# Comparative Analysis of Heart Disease Risk Factors Across Two Independent Datasets

## Objective
This notebook presents the final report of our Data Science project.  
The main goal is to compare two independent heart disease datasets in order to:  
- Identify the most important risk factors associated with heart disease.  
- Highlight similarities and differences between the two datasets.  
- Evaluate and compare the performance of statistical tests and machine learning models.  

The notebook is structured as a summary of the entire workflow, focusing on results, visualizations, and key insights rather than technical implementation details.


**TODO:** DASHBOARDS (https://plotly.com/, https://www.gradio.app/)


In [15]:
import plotly.graph_objects as go
import pandas as pd
import seaborn as sns
import matplotlib.pyplot as plt
import gradio as gr
from matplotlib import image as mpimg


## I. Data and Preparation

# Data Overview

In this part, we take a first look at the two datasets we’ll be working with.  
The idea is simple: understand what’s inside, how clean they are, and what kind of features we’re dealing with.  
This will guide all the next steps like preprocessing, analysis, and modeling.

### Dataset 1
- Rows: 1319  
- Columns: 9  
- Target variable: `heart_disease` (0 = no, 1 = yes)  
- Mix of numeric (age, heart_rate, pressure_high, pressure_low, glucose, kcm, troponin) and categorical features (gender).  

**Quick notes:**  
- No major missing values.  
- Some columns have strong imbalance (more women than men ~ 66/34).  
- Age seems normally distributed, while other features appear asymmetrically distributed
- We used boxplots to check for outliers and to compare the two target groups (healthy vs. heart disease).  
From the plots, it’s clear that many features contain outliers.  
However, the groups of healthy and sick patients look fairly balanced in terms of distribution.  
This can be seen by looking at the position of the 25th percentile and the median (50th percentile), which are placed in a similar way for both groups.


**Correlation Analysis**

The correlation matrix shows generally weak relationships between most features.  
Some higher correlations are observed for `age`, `kcm`, and `troponin` when using the **Pearson** method.  
With **Spearman**, we notice a similar pattern, but certain features, such as `troponin`, show stronger correlation with the target variable.  

The key point here is that the choice of correlation method matters:  
- For features that are normally distributed and have linear relationships, Pearson correlation is appropriate.  
- For features that are not normally distributed, Spearman correlation is recommended.  
- For categorical variables, it’s not good practice to use correlation; instead, tests like **Chi-Square** are more suitable.

### Dataset 2
- Rows: 1000  
- Columns: 16  
- Target variable: `heart_disease` (0 = no, 1 = yes)  
- Mix of numeric (age, cholesterol, pressure_high, heart_rate, exercise_hours, blood_sugar, troponin) 
and categorical features (gender, smoking, alcohol_intake, family_history, diabetes, obesity, stress_level, exercise_induced_angina).  

**Quick notes:**  
- No major missing values.  
- Gender column is quite balanced (50.3/49.7)  
- At first glance, the features Age, Cholesterol, Pressure High, Heart Rate, and Blood Sugar appear to follow a distribution close to normal. This observation suggests that these variables are relatively well-behaved and suitable for statistical analyses that assume normality.

**Correlation analysis**

The correlation matrix for Dataset 2 shows that most features are largely independent of each other, indicating a low risk of multicollinearity in modeling.
The strongest correlations with heart disease are observed for:
`Age` (r ≈ 0.65) – older patients are more likely to have heart disease.
`Cholesterol` (r ≈ 0.37) – higher cholesterol levels are moderately associated with heart disease.
Other features show little to no linear correlation with the target.

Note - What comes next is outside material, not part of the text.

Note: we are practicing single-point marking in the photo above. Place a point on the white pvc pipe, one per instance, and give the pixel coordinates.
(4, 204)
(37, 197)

However, this does not mean they are irrelevant — their impact may be non-linear or only visible when combined with other risk factors.
This information is useful for feature selection, ensuring model stability, and guiding further analysis of possible interactions between variables.

The key point here is that the choice of correlation method matters:  
- For features that are normally distributed and have linear relationships, Pearson correlation is appropriate.  
- For features that are not normally distributed, Spearman correlation is recommended.  
- For categorical variables, it’s not good practice to use correlation; instead, tests like **Chi-Square** are more suitable.